Günther Garbe bei seinem Vortrag über Energie in Altensteig
Herr Garbe erläuterte die Herausforderungen der Energiepolitik und machte deutlich, dass lokale Entwicklungen stark von nationalen und internationalen Entscheidungen beeinflusst werden. Beim Altensteiger Energiemix verliert die traditionell wichtige Wasserkraft aufgrund sinkender Wasserstände der Nagold zunehmend an Bedeutung.
Auflistung der Agenda
Als Vorzeigeprojekte der Stadt nannte Herr Garbe das Energiedorf Wart mit seinem Holzhackschnitzel-Blockheizkraftwerk, die Kraft-Wärme-Kopplung an der Hohenbergschule sowie die Nahwärmeversorgung in Berneck, die Abwärme der Kläranlage nutzt.
Für private Haushalte empfahl Herr Garbe, Photovoltaikanlagen mit Batteriespeichern vor allem zur Deckung des Eigenbedarfs einzusetzen. Die Zukunft der Energieversorgung sieht er in einem weiteren Ausbau erneuerbarer Energien und leistungsfähiger Batteriespeicher. Wasserstoff sei zwar ein vielversprechender Energieträger, derzeit jedoch noch nicht in ausreichenden Mengen wirtschaftlich verfügbar.
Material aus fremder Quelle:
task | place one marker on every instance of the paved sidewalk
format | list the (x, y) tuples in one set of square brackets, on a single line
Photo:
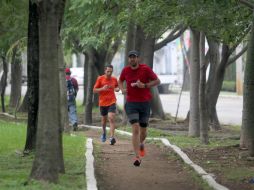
[(160, 168)]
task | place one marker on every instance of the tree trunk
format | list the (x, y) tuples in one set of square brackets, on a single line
[(32, 93), (194, 128), (85, 77), (215, 81), (202, 95), (91, 80), (16, 73), (46, 162), (3, 82), (247, 131), (24, 105), (63, 111), (186, 55)]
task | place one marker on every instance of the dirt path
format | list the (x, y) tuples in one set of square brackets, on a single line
[(159, 170)]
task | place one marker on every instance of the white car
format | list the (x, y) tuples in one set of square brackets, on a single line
[(78, 74)]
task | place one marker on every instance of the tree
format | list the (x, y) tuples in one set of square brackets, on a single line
[(47, 160), (33, 76)]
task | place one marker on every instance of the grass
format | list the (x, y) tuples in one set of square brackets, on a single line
[(15, 169)]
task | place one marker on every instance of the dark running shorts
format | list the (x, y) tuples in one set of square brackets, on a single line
[(138, 112), (105, 109)]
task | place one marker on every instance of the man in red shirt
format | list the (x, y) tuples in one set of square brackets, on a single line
[(106, 85), (139, 79)]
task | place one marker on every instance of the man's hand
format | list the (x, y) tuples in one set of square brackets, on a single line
[(117, 89), (124, 91), (106, 87)]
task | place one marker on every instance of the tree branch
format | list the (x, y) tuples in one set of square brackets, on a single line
[(175, 33), (232, 49), (234, 58), (247, 3)]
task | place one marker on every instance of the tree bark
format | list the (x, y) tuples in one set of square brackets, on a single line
[(247, 130), (91, 80), (194, 125), (16, 73), (215, 80), (46, 162), (85, 77), (186, 57), (63, 111), (24, 105), (202, 95), (32, 93), (3, 82)]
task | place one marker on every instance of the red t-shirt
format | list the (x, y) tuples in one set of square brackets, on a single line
[(142, 73), (106, 97)]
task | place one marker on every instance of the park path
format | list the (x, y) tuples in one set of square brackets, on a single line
[(159, 170)]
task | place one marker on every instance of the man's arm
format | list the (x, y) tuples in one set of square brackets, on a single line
[(97, 90), (149, 84), (120, 85), (152, 83)]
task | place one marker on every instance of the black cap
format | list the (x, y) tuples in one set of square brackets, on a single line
[(133, 52)]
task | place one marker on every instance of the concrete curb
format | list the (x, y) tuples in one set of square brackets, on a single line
[(205, 176), (91, 182)]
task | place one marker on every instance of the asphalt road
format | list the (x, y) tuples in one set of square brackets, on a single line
[(229, 105)]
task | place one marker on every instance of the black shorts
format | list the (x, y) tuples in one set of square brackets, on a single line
[(105, 109), (138, 112)]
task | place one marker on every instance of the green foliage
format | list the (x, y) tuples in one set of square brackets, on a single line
[(229, 86), (15, 169), (90, 24), (13, 23)]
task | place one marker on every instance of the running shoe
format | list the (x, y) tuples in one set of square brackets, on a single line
[(103, 137), (142, 151), (137, 161), (112, 140)]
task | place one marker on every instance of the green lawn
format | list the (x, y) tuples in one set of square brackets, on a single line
[(15, 169)]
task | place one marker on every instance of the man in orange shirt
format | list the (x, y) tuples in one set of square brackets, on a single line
[(106, 85)]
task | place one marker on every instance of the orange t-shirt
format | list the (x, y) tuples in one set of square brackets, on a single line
[(106, 97)]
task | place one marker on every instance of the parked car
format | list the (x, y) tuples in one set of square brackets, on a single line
[(78, 73)]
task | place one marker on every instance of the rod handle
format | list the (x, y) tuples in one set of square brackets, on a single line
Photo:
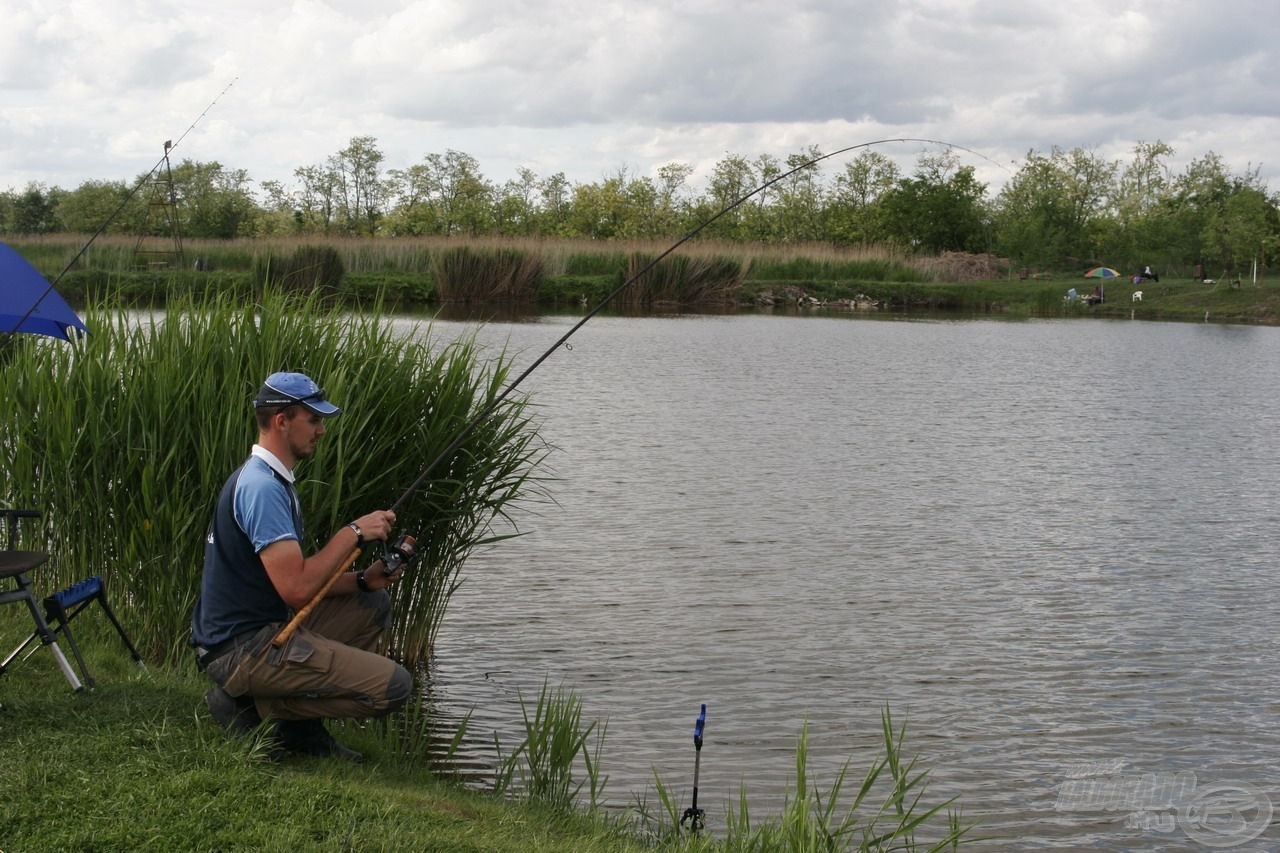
[(287, 632)]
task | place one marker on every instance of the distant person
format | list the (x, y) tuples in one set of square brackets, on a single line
[(256, 576)]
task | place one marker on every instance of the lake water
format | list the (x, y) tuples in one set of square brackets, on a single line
[(1050, 547)]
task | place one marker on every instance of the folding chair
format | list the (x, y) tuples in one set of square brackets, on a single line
[(63, 606), (14, 566)]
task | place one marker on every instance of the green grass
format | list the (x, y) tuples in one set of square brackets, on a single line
[(137, 763)]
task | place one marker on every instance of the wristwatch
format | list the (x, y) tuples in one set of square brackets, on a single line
[(364, 584)]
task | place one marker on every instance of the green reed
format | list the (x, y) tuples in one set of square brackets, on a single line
[(886, 812), (465, 274), (124, 438), (682, 279), (542, 767)]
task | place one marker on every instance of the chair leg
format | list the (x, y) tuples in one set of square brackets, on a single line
[(46, 638)]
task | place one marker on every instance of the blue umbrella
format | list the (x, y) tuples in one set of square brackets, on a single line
[(30, 304)]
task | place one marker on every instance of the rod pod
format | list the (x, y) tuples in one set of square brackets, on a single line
[(693, 815)]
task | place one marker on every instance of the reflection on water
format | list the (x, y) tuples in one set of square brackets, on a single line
[(1041, 543)]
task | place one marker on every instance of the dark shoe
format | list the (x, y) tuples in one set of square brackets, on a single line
[(310, 738), (238, 716)]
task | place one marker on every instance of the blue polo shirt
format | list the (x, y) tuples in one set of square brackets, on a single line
[(256, 506)]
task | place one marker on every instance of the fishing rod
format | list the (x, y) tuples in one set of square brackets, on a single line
[(497, 401), (168, 146), (283, 635)]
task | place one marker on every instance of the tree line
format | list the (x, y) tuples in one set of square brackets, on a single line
[(1059, 209)]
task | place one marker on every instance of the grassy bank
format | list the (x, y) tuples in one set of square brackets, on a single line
[(421, 274), (137, 763)]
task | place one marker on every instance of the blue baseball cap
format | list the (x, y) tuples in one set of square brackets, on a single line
[(295, 388)]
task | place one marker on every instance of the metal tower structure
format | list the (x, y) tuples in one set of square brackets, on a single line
[(159, 243)]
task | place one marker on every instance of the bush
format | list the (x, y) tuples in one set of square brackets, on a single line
[(307, 270)]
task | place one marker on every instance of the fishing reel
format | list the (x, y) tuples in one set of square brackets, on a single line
[(398, 555)]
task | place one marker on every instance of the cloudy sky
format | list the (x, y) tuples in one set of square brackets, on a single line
[(91, 89)]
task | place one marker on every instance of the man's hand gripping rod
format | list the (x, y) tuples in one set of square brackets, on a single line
[(394, 559)]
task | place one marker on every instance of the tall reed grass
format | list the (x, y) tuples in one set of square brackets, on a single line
[(681, 279), (886, 812), (124, 438), (464, 274), (543, 767)]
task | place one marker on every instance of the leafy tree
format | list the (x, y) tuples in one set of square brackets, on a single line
[(938, 209), (214, 201), (799, 204), (357, 172), (731, 179), (318, 197), (1244, 229), (556, 200), (32, 211), (853, 206), (1043, 214), (516, 205)]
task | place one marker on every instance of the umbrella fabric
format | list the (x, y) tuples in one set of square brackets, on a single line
[(28, 304)]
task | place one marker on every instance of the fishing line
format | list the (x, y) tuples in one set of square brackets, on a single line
[(168, 146), (563, 340), (287, 632)]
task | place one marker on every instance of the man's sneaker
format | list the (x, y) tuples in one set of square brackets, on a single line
[(238, 716), (310, 738)]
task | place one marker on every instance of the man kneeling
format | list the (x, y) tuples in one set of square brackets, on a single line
[(255, 576)]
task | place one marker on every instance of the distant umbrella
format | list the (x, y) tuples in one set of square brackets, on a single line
[(30, 304)]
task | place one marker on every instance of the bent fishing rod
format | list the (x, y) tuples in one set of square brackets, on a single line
[(287, 632), (168, 146)]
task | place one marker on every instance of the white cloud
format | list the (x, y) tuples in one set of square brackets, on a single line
[(92, 90)]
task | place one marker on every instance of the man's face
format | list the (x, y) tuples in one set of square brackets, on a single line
[(305, 430)]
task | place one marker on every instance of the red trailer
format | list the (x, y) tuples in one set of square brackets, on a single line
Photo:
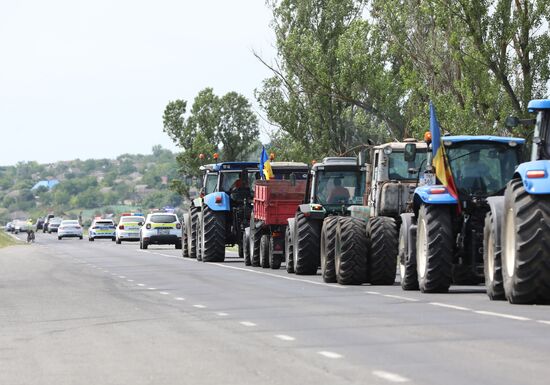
[(275, 201)]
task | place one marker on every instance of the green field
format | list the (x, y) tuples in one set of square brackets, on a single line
[(6, 240)]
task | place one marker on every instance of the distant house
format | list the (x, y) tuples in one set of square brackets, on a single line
[(49, 184)]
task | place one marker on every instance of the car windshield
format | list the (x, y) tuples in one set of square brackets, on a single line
[(340, 187), (163, 218), (482, 168), (131, 219), (398, 167)]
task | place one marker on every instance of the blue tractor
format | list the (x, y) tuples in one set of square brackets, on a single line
[(517, 229), (224, 212), (441, 242)]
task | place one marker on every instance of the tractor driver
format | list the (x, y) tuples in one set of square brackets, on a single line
[(338, 193)]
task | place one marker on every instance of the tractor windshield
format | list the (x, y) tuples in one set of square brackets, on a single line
[(340, 187), (482, 168), (400, 169)]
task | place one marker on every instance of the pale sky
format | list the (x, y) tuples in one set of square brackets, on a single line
[(90, 78)]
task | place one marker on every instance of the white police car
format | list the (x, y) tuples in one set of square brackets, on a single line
[(102, 229), (160, 229), (128, 227)]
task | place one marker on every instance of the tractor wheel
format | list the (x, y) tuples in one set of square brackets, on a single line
[(382, 243), (289, 251), (306, 245), (185, 236), (246, 249), (328, 242), (264, 251), (213, 235), (407, 254), (350, 251), (254, 244), (434, 248), (492, 266), (192, 232), (275, 260), (526, 245)]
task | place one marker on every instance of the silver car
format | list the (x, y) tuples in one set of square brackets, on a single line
[(69, 228)]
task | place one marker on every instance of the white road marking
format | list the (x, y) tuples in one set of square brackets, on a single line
[(388, 376), (247, 323), (284, 337), (277, 276), (508, 316), (399, 297), (449, 306), (330, 354)]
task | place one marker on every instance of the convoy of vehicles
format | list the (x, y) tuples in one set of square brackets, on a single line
[(160, 228)]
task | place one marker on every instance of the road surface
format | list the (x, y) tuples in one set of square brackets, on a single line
[(79, 312)]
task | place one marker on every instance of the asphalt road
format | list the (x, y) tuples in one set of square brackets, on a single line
[(77, 312)]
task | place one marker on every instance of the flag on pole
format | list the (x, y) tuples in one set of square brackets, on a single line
[(440, 160), (265, 166)]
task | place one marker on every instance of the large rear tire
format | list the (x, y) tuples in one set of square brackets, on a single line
[(382, 241), (289, 251), (492, 266), (407, 254), (213, 235), (328, 244), (264, 251), (307, 233), (350, 254), (434, 248), (526, 245)]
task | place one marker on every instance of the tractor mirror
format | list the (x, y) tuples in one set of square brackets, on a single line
[(362, 157), (511, 121), (410, 152)]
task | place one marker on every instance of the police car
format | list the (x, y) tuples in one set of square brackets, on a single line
[(102, 229), (128, 227), (160, 228)]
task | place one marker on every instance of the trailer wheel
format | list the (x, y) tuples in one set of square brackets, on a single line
[(306, 245), (526, 245), (246, 248), (434, 248), (192, 231), (328, 243), (264, 251), (213, 235), (275, 260), (254, 242), (407, 254), (382, 238), (350, 251), (289, 251), (492, 266)]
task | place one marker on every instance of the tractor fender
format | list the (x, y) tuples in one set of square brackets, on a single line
[(313, 211), (496, 205), (423, 195), (537, 186), (218, 201)]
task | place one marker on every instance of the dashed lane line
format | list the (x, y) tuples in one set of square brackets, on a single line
[(391, 377), (328, 354), (247, 323)]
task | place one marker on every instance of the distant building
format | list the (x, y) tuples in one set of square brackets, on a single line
[(49, 184)]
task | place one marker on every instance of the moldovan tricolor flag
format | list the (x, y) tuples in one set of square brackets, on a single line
[(439, 160)]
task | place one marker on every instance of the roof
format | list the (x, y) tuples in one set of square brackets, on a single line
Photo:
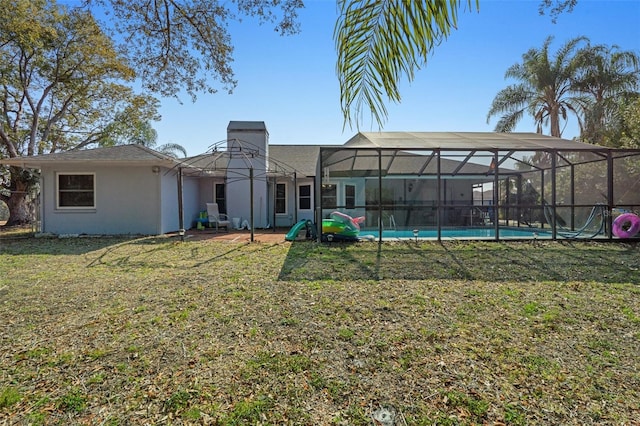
[(283, 159), (464, 140), (124, 154), (246, 126), (301, 158)]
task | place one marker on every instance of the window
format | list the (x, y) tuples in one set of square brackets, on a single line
[(76, 190), (281, 198), (329, 196), (350, 196), (304, 197), (220, 198)]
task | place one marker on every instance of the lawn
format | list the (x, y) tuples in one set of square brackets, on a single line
[(157, 331)]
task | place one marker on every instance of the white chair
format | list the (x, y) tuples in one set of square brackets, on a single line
[(216, 218)]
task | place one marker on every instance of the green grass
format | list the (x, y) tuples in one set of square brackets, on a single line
[(152, 330)]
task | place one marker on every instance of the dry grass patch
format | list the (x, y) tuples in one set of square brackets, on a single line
[(154, 331)]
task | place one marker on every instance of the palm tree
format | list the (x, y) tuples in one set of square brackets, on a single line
[(545, 91), (379, 42), (609, 77)]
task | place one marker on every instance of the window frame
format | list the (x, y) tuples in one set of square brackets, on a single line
[(59, 191), (334, 197), (283, 199), (350, 199), (309, 197)]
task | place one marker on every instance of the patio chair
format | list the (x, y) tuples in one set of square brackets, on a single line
[(216, 218)]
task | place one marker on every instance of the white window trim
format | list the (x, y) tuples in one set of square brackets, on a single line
[(310, 197), (59, 207), (355, 194), (286, 198)]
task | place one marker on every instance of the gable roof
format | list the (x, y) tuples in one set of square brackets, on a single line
[(122, 154), (464, 140), (301, 158)]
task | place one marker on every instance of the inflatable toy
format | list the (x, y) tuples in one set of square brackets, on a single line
[(626, 225), (341, 226)]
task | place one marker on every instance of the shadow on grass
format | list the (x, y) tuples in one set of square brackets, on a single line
[(74, 245), (484, 261)]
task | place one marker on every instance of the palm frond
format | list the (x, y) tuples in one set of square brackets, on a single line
[(380, 42)]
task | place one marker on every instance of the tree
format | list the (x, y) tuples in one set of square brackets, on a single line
[(60, 89), (141, 133), (609, 78), (182, 46), (379, 43), (545, 89), (186, 45)]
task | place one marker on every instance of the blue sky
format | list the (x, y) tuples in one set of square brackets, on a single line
[(290, 82)]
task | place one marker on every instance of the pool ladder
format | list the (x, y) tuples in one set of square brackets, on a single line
[(392, 223)]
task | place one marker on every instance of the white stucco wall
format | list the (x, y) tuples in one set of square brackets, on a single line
[(239, 182), (127, 202)]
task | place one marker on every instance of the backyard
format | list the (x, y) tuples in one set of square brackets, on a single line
[(158, 331)]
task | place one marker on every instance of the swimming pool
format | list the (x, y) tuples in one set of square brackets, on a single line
[(459, 233)]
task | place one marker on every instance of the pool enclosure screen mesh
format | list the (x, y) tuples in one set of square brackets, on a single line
[(548, 189)]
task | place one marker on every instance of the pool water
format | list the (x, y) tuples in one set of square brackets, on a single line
[(460, 233)]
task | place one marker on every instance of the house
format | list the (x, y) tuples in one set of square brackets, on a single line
[(395, 180)]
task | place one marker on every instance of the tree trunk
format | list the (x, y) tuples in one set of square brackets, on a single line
[(18, 201)]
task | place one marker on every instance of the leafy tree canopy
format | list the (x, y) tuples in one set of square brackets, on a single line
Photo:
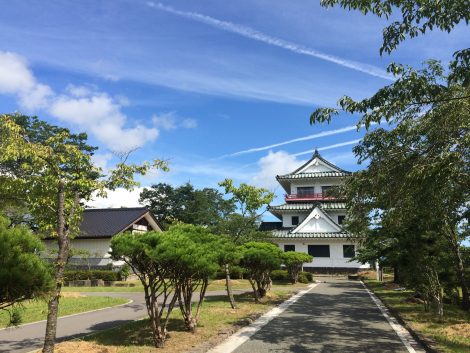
[(417, 16), (186, 204)]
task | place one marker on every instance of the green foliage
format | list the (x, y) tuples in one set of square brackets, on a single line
[(279, 275), (417, 17), (236, 272), (124, 272), (186, 204), (305, 277), (248, 198), (49, 170), (259, 260), (23, 274), (293, 261), (78, 275)]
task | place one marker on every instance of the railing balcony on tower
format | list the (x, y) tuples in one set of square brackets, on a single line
[(309, 197)]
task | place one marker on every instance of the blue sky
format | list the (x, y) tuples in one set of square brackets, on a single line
[(196, 82)]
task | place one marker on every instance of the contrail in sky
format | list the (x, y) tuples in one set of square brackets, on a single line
[(251, 33), (298, 139), (336, 145)]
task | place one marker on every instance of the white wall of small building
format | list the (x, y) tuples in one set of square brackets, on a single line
[(336, 258), (97, 248)]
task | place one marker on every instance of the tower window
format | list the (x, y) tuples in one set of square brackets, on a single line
[(289, 247), (341, 219), (319, 250), (348, 251)]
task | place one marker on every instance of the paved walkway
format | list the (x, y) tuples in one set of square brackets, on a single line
[(30, 336), (336, 316)]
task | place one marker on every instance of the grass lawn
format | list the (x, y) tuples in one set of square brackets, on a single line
[(451, 335), (36, 310), (214, 285), (217, 321)]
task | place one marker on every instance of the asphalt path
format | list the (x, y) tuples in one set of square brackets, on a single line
[(29, 337), (336, 316)]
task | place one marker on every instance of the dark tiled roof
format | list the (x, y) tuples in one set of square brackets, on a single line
[(106, 222), (313, 175), (308, 206), (296, 175), (287, 234)]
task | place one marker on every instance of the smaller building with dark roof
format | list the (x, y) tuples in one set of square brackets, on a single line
[(97, 228)]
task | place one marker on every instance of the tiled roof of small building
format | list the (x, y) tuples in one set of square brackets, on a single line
[(106, 222), (288, 234)]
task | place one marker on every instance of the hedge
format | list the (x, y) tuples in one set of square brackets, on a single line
[(105, 275), (236, 272), (279, 275), (305, 277)]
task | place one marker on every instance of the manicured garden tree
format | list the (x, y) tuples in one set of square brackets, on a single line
[(260, 259), (49, 170), (141, 253), (23, 274), (192, 255), (293, 261), (242, 225)]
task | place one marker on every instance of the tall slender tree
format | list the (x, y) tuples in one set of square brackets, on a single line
[(50, 170)]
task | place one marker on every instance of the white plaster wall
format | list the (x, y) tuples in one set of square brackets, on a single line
[(334, 214), (287, 218), (96, 247), (336, 258), (316, 184)]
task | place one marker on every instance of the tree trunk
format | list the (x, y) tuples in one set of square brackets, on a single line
[(460, 269), (228, 284), (396, 274), (255, 291), (62, 258)]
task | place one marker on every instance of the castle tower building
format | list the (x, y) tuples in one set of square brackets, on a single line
[(311, 218)]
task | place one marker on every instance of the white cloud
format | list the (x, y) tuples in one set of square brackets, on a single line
[(298, 139), (17, 79), (101, 160), (251, 33), (329, 147), (117, 198), (89, 109), (275, 163), (102, 115), (170, 121)]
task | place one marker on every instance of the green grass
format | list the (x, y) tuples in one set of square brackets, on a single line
[(450, 335), (36, 310), (216, 317)]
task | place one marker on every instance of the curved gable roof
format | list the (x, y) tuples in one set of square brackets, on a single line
[(107, 222)]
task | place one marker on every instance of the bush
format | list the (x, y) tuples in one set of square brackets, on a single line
[(279, 275), (305, 277), (78, 275)]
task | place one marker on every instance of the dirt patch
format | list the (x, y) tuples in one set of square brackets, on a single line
[(222, 282), (81, 346), (458, 330), (71, 295)]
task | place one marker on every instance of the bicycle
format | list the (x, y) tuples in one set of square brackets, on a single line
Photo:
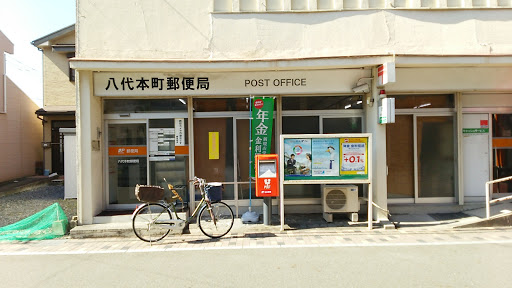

Das Altensteiger Gasnetz sei jedoch bereits weitgehend „H₂-ready“.
Günther Garbe spricht verschiedene Gesichtspunkte zum Thema Energie in Altensteig an
Während des Vortrags beantwortete Garbe souverän die Fragen der Besucherinnen und Besucher. Die gut besuchte Veranstaltung endete nach knapp zwei Stunden mit einem durchweg positiven Fazit der Teilnehmenden.